Pour se créer la liberté et une divine négation, même devant le devoir : pour cela, mes frères, il est besoin du lion.

Prendre le droit pour des valeurs nouvelles — c’est la plus terrible prise pour un esprit solide et respectueux. Vraiment c’est, pour lui, commettre un crime et agir en bête de proie.

Il aimait jadis le « tu dois » comme la chose la plus sacrée : maintenant il lui faut trouver illusion et arbitraire, même dans la chose la plus sacrée, pour qu’il fasse, sur son amour, la conquête de la liberté : il faut un lion pour ce crime.

Mais dites-moi, mes frères, que peut faire l’enfant que le lion n’ait pas pu faire ? Pourquoi, faut-il que le lion sauvage devienne enfant ?

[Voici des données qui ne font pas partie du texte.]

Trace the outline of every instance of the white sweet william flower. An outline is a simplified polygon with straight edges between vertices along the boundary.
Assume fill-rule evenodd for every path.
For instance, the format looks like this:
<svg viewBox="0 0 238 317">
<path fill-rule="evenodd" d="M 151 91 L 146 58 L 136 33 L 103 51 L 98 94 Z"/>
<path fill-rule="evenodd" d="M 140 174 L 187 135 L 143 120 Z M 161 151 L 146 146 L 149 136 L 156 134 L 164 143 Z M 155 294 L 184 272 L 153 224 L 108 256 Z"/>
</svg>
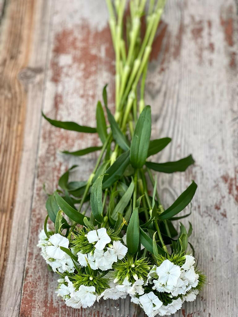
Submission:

L’enfant est innocence et oubli, un renouveau et un jeu, une roue qui se déroule d’elle-même, un premier mouvement, une sainte affirmation.

Oui, pour le jeu de la création, mes frères, il faut une sainte affirmation : l’esprit veut maintenant sa propre volonté, celui qui a perdu le monde, veut gagner son propre monde.

Je vous ai nommé trois transformations de l’esprit : comment l’esprit devient chameau, comment le chameau devient lion, et comment enfin le lion devient enfant. —

Ainsi parlait Zarathoustra. Et en ce temps-là il séjournait dans la ville qu’on appelle : la Vache multicolore.